老羊头——杨柏桦见人即止,咧嘴笑着用意识回道:“您就是梁州捕灵人,庹言玉,庹老爷子吧!您别误会,您听我说。”羖精礼貌性地顿了顿意识流,接着传道,“我也是有孩子的人。如果让那小子把话说出来,对您我双方当然都没有益处,但是孩子(徐少阳)的‘将来’也很可能不保呢!”

逄觉没料到眼前的“羊头怪”狡猾如此,一时亦只好静静占据不动,心思反唇之词。

却不知,地上的两个伤者已有一名苏醒过来。

渔网被压在身子下面。孤狼王——王良古早在李然如卑鄙地妄想以上司的性命,换取其自身存活机会的那当儿恢复意识。

其间(余表死亡至李然如丧命的那段时间),王良古曾替李然如设身处地地想过:若果当时余表背后的人是自己,考虑到千眼明者的在场,“上司”还想用“诓骗”的手段诱使双方对立已然不成可能。所以,于那种情形下要想活命,就必须是“敌方”允许“己方人员”的离开。那么,“弑杀”也不失为一种“办法”。

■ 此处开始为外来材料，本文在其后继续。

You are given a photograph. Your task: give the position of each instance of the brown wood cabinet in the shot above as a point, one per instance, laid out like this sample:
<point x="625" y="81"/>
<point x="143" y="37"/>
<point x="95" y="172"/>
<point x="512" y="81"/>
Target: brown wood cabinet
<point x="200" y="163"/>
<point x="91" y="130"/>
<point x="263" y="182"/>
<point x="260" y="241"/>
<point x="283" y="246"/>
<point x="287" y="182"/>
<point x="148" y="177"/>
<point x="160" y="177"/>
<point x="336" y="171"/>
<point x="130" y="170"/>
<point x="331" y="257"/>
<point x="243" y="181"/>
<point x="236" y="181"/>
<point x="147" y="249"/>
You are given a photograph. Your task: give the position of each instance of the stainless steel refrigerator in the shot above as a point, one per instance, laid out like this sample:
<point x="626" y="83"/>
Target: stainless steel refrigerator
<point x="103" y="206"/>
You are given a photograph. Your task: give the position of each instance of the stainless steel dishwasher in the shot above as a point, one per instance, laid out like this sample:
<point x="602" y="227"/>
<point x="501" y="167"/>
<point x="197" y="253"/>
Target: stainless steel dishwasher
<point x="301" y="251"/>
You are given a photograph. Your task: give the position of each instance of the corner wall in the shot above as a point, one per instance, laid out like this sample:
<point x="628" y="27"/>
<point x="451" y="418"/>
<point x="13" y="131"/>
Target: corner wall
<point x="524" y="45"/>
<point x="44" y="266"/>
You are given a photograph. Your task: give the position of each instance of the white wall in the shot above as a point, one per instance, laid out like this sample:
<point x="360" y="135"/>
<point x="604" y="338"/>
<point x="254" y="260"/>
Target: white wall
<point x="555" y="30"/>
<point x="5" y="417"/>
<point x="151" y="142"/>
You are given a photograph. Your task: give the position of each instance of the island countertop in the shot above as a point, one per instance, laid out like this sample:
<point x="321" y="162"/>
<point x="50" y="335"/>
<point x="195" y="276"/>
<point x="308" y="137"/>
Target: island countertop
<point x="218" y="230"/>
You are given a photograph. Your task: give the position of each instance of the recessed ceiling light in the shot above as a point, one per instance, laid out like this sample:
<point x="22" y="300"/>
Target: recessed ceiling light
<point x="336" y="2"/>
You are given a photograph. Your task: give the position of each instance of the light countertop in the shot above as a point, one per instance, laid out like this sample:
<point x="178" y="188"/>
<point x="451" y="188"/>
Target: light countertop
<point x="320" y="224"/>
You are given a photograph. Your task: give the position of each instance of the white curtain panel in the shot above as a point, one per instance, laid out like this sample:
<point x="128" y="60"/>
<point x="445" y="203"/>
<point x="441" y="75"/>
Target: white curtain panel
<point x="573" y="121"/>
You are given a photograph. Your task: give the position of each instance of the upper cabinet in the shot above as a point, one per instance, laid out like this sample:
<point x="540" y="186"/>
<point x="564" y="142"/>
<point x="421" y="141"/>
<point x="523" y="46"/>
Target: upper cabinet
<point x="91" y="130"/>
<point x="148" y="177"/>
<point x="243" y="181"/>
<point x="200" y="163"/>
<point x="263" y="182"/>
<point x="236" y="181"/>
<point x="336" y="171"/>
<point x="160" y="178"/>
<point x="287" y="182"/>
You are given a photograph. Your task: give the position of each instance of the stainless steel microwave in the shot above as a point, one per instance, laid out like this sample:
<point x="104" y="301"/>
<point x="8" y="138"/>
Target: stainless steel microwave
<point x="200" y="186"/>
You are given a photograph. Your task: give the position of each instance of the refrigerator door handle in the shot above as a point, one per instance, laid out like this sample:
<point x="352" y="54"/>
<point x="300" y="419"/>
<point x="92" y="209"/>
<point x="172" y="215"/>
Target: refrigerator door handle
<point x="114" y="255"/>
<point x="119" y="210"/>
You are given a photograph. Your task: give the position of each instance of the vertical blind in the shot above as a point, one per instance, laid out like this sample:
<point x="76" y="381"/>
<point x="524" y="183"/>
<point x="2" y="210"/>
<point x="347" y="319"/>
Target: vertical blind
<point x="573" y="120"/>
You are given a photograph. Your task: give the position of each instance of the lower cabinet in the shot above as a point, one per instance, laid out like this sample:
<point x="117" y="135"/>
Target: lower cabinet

“我替他们杀死挑拨离间的罪魁祸首,我是不是就可以走了呢?”当时的李然如就是这想法。而他“想要活下去”的思维本身无错,错的是他不念一丝人间情分就毙命“伙伴”的自私行径。

王良古之所以被称为孤狼王,一是他长久单独行动和名字反着念的化音,二来是必要之下,“老王”也是一个可以通过牺牲“队友”来获得“任务完成”的惨绝之人。

(特注:前文,一创窦思思,二伤太叔阿蓉的行动中,此点品性也可见一斑。)

不过很奇怪,或许是“狼王舍人”的计策用多了,“任务完成”之后,王良古又是一个宁可“舍身成仁”也要让队友好好活着的“伟大”人物。

上述者,亦正是徐艮尧欣然接受与之同行的原因,亦是八眼狮王全力反扑之际,狼王顽强呼喊“同队”回醒以及更早之前催促徐艮尧先逃的初衷理念。

现在,孤狼王的“同伴”只剩下一个,而且还是半死不活的那种。但此际此时,卖鱼的老王既没有等待完成的任务,也没有国家赋予的使命,兼着“一同完结行动最高存活率”的不动之“根”!王良古伤疲身体之下的渔网亦正默默地发生变化(疗伤之效)。

(特注:我国奇兵部队的“存活率”计算必须建立在任务完成的前提下。如果算上“任务未完成”的部分,王良古的队伍总是被冠以“最大伤亡率”之名。虽然不能算作官方统计,却是“同僚之间”既是羡慕又是嫉妒的功勋,当然!也是后文所提到的孤狼王的“孤寂”!)

以前,罗天罡曾说过,他不想再被别人夺走任何值得珍惜的“东西”(参见,《空与始》,第十段)。能“发自内腑”地说出这种话的人,他肯定也不是一个以剥夺他人之物为乐的人。

因此,千眼明者默许了似敌非敌的重伤者。